Uno de los valores que la ha otorgado la crítica a la novelística cubana del período republicano ha sido la «comunidad de ideas y estilos que en su peculiar diferenciación e individualización artística era muestra, sin embargo, de una homogeneidad que se manifestaba al plantear los principales problemas históricos, políticos y sociales que conmovieron al país en esos años».  En este conjunto se insertan como ningunas las novelas de Miguel de Carrión y, en específico, Las Impuras.

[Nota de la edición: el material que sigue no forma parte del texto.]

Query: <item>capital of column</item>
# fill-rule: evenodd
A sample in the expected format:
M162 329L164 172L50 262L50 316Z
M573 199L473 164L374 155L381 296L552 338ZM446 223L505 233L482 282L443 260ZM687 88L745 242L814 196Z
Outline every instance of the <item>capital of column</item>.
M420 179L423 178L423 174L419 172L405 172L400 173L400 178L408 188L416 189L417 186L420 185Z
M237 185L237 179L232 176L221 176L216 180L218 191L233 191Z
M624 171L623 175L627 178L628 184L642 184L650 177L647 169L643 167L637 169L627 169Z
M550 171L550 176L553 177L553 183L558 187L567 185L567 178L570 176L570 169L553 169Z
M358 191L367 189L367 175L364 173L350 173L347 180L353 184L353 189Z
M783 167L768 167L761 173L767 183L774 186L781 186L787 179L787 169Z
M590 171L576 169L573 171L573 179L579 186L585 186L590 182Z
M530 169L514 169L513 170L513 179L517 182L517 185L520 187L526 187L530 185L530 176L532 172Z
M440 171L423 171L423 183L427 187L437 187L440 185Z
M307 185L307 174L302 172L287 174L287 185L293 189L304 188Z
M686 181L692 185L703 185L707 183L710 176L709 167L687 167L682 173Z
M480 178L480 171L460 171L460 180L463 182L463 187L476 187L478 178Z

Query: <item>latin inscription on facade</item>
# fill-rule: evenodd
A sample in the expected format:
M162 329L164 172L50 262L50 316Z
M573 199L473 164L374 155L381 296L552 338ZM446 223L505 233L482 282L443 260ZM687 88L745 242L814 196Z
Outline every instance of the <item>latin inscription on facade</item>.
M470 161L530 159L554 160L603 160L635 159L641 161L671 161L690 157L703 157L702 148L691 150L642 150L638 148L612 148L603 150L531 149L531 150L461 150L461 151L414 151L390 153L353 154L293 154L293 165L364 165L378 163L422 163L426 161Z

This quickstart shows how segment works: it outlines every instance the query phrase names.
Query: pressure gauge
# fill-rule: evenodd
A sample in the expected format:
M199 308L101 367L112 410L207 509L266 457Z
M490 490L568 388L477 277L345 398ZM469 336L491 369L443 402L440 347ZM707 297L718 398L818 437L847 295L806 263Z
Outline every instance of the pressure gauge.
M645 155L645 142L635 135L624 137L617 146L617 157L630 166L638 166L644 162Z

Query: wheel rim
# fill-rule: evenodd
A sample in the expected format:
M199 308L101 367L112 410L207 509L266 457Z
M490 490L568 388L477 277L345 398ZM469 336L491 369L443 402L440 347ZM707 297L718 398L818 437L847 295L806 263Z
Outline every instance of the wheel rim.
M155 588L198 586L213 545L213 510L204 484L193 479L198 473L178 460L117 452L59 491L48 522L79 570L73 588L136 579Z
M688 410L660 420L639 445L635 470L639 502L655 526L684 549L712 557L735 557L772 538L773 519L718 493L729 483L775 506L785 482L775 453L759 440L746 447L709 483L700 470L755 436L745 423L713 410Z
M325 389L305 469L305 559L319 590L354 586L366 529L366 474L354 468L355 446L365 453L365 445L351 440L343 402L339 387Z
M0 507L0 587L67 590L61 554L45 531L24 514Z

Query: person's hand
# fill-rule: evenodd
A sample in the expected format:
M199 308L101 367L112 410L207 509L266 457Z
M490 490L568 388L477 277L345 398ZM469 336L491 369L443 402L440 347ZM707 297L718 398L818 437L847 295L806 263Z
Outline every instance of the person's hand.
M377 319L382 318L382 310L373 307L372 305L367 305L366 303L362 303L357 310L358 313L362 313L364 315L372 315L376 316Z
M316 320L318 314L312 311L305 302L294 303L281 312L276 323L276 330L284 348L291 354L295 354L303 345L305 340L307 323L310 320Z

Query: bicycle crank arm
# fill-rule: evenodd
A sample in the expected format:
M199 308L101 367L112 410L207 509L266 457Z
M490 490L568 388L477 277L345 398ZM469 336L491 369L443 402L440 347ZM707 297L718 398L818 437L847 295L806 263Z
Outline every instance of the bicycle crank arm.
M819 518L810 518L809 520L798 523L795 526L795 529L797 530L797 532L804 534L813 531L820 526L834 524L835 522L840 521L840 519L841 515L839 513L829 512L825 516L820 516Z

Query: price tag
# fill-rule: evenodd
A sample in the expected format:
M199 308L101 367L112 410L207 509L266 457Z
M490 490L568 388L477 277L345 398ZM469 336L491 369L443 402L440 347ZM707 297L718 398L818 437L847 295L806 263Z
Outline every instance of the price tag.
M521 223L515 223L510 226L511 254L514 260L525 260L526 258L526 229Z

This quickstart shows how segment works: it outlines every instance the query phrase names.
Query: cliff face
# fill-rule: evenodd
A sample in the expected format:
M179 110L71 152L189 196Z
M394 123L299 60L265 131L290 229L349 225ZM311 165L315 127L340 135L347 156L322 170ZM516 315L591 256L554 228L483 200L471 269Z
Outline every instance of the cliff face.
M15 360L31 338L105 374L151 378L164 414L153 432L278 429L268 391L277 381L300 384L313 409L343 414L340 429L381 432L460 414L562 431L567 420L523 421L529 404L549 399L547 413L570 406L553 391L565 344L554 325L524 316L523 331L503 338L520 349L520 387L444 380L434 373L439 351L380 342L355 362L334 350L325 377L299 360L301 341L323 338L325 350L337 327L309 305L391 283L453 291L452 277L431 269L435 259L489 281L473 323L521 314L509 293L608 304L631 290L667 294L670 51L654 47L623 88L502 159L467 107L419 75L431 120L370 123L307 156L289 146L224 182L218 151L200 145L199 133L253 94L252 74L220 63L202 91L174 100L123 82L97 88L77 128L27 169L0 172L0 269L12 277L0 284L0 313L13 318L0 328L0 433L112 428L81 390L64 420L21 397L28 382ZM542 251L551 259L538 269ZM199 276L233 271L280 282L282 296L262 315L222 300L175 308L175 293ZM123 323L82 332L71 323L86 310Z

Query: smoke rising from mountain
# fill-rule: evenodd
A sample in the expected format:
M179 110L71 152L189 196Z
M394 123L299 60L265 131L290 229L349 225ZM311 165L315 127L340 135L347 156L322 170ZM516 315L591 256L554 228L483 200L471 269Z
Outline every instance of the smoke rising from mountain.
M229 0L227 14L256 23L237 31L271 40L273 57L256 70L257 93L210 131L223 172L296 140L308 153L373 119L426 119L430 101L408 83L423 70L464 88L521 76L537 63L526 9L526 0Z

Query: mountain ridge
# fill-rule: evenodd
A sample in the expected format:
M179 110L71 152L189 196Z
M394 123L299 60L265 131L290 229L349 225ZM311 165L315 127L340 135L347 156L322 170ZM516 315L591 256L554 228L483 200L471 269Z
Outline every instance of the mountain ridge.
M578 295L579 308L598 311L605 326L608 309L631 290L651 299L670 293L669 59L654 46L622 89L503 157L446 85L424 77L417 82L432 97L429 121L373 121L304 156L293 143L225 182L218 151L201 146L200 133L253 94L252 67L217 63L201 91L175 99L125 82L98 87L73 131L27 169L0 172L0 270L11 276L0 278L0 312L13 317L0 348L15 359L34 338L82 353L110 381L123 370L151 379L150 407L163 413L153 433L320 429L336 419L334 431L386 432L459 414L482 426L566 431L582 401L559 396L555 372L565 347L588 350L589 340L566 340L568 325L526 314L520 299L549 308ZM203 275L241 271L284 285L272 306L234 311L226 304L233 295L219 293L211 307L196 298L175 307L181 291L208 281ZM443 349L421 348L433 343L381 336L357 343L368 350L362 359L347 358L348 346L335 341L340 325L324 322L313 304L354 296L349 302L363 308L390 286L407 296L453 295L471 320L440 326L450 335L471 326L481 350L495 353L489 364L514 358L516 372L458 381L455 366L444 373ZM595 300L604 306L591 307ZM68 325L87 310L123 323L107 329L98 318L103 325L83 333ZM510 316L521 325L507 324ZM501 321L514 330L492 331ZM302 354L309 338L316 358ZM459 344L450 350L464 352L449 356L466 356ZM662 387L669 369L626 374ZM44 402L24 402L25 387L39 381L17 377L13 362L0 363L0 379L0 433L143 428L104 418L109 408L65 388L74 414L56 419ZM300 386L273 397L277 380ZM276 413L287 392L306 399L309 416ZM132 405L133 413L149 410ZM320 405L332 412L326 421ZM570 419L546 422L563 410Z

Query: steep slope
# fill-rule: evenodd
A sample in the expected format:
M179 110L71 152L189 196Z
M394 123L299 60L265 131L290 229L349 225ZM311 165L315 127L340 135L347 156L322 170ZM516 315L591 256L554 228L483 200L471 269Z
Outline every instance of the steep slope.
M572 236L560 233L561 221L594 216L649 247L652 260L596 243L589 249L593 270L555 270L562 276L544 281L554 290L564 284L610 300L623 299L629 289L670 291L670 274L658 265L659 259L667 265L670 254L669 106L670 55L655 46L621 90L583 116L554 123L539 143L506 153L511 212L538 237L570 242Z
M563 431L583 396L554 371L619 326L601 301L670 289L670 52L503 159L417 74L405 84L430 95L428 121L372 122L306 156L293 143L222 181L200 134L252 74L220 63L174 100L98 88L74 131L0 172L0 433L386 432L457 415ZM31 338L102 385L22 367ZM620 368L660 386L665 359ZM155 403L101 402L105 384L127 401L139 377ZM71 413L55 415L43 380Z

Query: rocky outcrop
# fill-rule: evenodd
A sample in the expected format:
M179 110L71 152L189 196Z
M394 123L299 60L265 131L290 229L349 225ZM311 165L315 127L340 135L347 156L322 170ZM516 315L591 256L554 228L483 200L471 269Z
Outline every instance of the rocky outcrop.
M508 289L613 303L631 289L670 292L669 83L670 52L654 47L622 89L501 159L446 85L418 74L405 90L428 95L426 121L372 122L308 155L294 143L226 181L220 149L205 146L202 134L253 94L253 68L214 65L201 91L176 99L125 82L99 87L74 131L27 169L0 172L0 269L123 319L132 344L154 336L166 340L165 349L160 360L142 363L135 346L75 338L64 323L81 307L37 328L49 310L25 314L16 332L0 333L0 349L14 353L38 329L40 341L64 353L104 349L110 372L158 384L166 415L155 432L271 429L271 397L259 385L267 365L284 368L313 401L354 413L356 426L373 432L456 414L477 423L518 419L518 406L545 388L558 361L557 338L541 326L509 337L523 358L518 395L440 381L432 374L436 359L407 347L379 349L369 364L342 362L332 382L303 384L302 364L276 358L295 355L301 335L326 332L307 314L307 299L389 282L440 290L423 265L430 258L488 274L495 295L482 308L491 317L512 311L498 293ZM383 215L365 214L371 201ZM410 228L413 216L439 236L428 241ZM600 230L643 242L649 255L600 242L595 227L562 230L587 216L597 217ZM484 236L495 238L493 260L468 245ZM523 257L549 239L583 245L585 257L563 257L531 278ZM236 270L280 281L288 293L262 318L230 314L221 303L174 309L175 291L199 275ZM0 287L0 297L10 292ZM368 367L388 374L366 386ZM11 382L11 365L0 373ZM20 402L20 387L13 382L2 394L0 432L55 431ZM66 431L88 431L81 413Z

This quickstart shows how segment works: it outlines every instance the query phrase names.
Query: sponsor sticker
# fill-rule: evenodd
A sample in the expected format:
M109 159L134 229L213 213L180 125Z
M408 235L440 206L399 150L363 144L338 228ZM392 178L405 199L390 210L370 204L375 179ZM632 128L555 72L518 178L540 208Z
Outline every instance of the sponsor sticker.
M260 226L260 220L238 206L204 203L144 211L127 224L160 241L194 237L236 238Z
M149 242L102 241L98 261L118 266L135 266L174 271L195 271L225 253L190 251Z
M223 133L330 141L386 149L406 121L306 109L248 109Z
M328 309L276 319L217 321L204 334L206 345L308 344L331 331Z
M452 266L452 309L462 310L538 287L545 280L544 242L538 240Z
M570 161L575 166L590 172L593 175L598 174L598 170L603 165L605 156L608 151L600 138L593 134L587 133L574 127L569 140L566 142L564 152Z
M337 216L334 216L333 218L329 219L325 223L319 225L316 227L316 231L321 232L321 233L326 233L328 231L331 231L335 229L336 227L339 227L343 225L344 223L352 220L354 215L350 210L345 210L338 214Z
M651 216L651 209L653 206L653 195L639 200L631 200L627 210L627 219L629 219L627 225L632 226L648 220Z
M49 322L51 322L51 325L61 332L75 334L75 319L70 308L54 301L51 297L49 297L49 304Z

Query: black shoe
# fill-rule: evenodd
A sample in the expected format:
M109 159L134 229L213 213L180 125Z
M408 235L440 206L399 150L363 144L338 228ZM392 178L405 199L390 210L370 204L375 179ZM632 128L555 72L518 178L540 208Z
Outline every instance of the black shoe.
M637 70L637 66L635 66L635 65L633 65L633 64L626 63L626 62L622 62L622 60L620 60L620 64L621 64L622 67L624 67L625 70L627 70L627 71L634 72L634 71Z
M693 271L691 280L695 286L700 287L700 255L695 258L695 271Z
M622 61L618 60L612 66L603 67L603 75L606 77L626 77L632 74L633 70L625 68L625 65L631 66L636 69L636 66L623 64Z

Por esa razón, y a riesgo de sucumbir ante la herejía de la interdisciplinariedad, podría preguntarme cuánto aporta la literatura a la historia, como fuente y soporte.
En el caso particular de la novela de Carrión, sólo es un pretexto para poner sobre el tapete  un tema no menos polémico que los acercamientos investigativos a la historia social de la etapa republicana y sus connotaciones en el presente. En Las Impuras, se palpa muy de cerca la dinámica sociohistórica de las primeras décadas del siglo XX cubano, con un sentido del desenfado y un ingrediente de frustración que particulariza a la obra dentro del entorno narrativo en el que se desarrolló. Hija de la tendencia filosófica y los avatares existenciales de su autor y, por extensión, de toda una generación, la obra muestra una galería de personajes y conflictos que construye un retablo de la situación por la que atravesaba la mujer de la época, las directrices del hampa habanera focalizada desde la prostitución, los vericuetos de la politiquería, así como los escorzos de los principales vicios que pululaban en una sociedad sesgada, a merced de una potencia extranjera, cargando el fardo de un proyecto nacional coaptado.
Mucho habría que hablar de personajes, como el senador, el matón, los estudiantes abúlicos, las meretrices, los ricachos peninsulares y de las situaciones, como la compra de botellas, las fraudulentas leyes gubenamentales, las malversaciones, las custodiadas elecciones, así como la descripción de lugares simbólicos de una ciudad —también personaje—entre automóviles, cafés y avenidas. No obstante, sería prudente caer en el tema teórico-metodológico de la relación abrupta y erizada de la historia con la literatura.

 
 Vista del Paseo del Prado en los primeros años del siglo XX.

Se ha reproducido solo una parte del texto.